Gas pioneer Chesapeake embarks on oil quest to escape poor investment rating

Joe Carroll February 22, 2017

CHICAGO (Bloomberg) -- Chesapeake Energy, the number two U.S. natural gas producer, thinks it has a one-word answer to its debt issues: oil.

Chief Executive Officer Doug Lawler is focusing 60% of the Oklahoma City-based driller’s 2017 budget on crude oil projects, mostly in south Texas, Oklahoma and Wyoming shale fields. The company plans about 320 new crude wells this year, compared with 90 for gas, Lawler said. The hoped-for result: oil output, set to grow 10% in 2017, could grow by double that rate next year.

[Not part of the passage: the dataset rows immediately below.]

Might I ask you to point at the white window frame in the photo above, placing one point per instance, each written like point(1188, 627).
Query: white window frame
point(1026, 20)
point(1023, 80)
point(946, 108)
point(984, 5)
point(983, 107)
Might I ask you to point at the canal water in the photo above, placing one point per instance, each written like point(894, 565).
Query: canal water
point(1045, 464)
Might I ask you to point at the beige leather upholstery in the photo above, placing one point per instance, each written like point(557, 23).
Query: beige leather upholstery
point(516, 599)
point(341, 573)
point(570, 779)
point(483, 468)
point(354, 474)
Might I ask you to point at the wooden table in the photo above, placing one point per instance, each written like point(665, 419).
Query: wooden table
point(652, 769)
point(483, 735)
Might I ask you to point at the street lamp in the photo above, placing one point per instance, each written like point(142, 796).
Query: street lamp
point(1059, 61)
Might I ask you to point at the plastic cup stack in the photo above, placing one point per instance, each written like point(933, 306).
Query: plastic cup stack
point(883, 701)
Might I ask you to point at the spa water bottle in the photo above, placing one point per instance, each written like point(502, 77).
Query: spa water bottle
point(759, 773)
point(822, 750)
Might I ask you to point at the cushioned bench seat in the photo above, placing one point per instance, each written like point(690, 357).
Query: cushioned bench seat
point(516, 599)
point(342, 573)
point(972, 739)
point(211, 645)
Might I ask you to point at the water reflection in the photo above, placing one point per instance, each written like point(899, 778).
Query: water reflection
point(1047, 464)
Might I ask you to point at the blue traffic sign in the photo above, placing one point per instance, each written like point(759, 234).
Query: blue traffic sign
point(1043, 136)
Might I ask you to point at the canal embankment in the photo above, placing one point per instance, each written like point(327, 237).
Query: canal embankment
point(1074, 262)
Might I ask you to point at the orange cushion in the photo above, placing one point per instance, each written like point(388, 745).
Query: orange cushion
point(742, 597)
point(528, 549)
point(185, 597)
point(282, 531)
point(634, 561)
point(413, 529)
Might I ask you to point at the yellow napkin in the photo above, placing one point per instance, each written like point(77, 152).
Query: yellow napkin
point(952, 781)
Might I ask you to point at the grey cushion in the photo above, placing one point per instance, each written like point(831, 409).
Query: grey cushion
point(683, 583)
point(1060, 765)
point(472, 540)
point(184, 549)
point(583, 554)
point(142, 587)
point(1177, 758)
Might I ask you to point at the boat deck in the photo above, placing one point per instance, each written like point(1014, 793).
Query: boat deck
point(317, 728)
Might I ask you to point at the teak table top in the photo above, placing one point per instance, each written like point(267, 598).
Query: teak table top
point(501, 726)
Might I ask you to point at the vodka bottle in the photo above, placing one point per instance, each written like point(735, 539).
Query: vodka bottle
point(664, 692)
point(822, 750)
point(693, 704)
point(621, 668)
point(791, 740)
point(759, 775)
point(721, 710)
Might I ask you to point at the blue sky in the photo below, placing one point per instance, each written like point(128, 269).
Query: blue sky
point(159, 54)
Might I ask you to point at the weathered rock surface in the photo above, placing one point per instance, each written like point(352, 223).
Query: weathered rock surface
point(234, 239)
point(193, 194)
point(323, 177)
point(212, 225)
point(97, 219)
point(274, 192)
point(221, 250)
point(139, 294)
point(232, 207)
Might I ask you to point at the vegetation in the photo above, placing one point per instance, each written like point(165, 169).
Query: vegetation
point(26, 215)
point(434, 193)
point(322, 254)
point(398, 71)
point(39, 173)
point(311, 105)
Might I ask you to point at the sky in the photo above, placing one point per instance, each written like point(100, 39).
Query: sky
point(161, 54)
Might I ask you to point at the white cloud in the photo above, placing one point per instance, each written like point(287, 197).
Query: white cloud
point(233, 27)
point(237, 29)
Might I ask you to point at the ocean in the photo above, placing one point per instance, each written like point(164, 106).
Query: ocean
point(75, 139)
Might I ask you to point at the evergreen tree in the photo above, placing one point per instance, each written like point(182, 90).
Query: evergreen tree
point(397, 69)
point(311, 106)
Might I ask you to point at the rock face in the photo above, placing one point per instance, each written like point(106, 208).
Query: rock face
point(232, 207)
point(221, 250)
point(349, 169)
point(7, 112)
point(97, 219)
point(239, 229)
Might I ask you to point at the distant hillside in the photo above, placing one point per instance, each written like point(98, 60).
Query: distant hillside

Lawler, the former deep-water exploration chief for Anadarko Petroleum, has been striving to bring the gas producer back on its feet after inheriting suffocating debt, collapsing cash flow and wilting reserves three and a half years ago. Lawler’s emphasis on crude derives from the fact that oil fetches three or four times more money on an energy-equivalent basis.

“He likes to set big goals and this is the biggest one of all,” said James Sullivan, senior analyst at Alembic Global Advisors in New York, one of six analysts following the company with the equivalent of buy ratings on Chesapeake’s stock.

Chesapeake is expected to post its first profit since the end of 2014 when it reports fourth-quarter results on Feb. 23. Excluding one-time items, the company is forecast to disclose per-share profit of $0.06.1, based on the average of 27 analysts’ estimates compiled by Bloomberg. That would compare with a loss of $0.16 a share for the final three months of 2015.

The company lost a cumulative $18.5 billion over the past seven quarters, struggling with a combination of rock-bottom gas prices and strangling debt obligations. More than $21 billion in field write-downs during that period bled Chesapeake’s balance sheet as faltering prices dimmed the likelihood those assets would ever generate profits.

As activist investor Carl Icahn’s hand-picked choice to replace Aubrey McClendon in 2013, Lawler let go of two out of every three employees, repurchased company bonds at cut-rate prices and dismantled complex financial instruments that were his predecessor’s forte. In January, the company restored dividends on four classes of convertible preferred stocks, though the payout on common shares remains suspended.

A key step in Lawler’s plan to convince credit rating companies to bestow investment-grade blessings will be funding operations without having to borrow any money, a state known as cash-flow neutrality that he expects to reach in 2018. Moody’s Investors Service rates Chesapeake’s long-term debt Caa1, or seven levels below investment grade. S&P rates the company B-, six levels into junk territory.

“We still have had this target about achieving investment-grade metrics,” Lawler said during a Credit Suisse event on Feb. 14. “And this still is a long-term target for the company. But we have a plan in which we believe we’ll be achieving that in the next few years.”

Gas Baggage

The company has a long way to go before crude supplants gas as its main product. The furnace and factory fuel that Chesapeake was instrumental in unlocking from North American shale fields during the last decade still comprises about 85% of its production. In fact, Chesapeake produces so much gas that only Exxon Mobil has a bigger stake in U.S. gas markets, according to the Natural Gas Supply Association.

Earlier aspirations to make Chesapeake an oil producer sputtered because the company’s precarious cash position forced it to devote scarce dollars to gas fields that needed sprucing up to make them suitable for sale, Alembic’s Sullivan said. That left Chesapeake too poor to exploit holdings it suspected were rich in crude but had yet to be drilled.

Still, Lawler telegraphed his growing crude bias last year when he agreed to give up the company’s entire Barnett Shale portfolio and exit the birthplace of the shale revolution to escape almost $2 billion in onerous pipeline contracts.

The Barnett region of North Texas is famous for the gassy content of any wells drilled there. By the time Chesapeake walked away, the Barnett has shriveled to just 10% of the company’s output, overshadowed by mammoth deposits in the Marcellus and Utica shales in northeast U.S.

“Now they have room that will allow them to deploy capital to higher-return” oil projects, said Jason Wangler, an analyst at Wunderlich Securities in Houston with a “buy” rating on Chesapeake shares.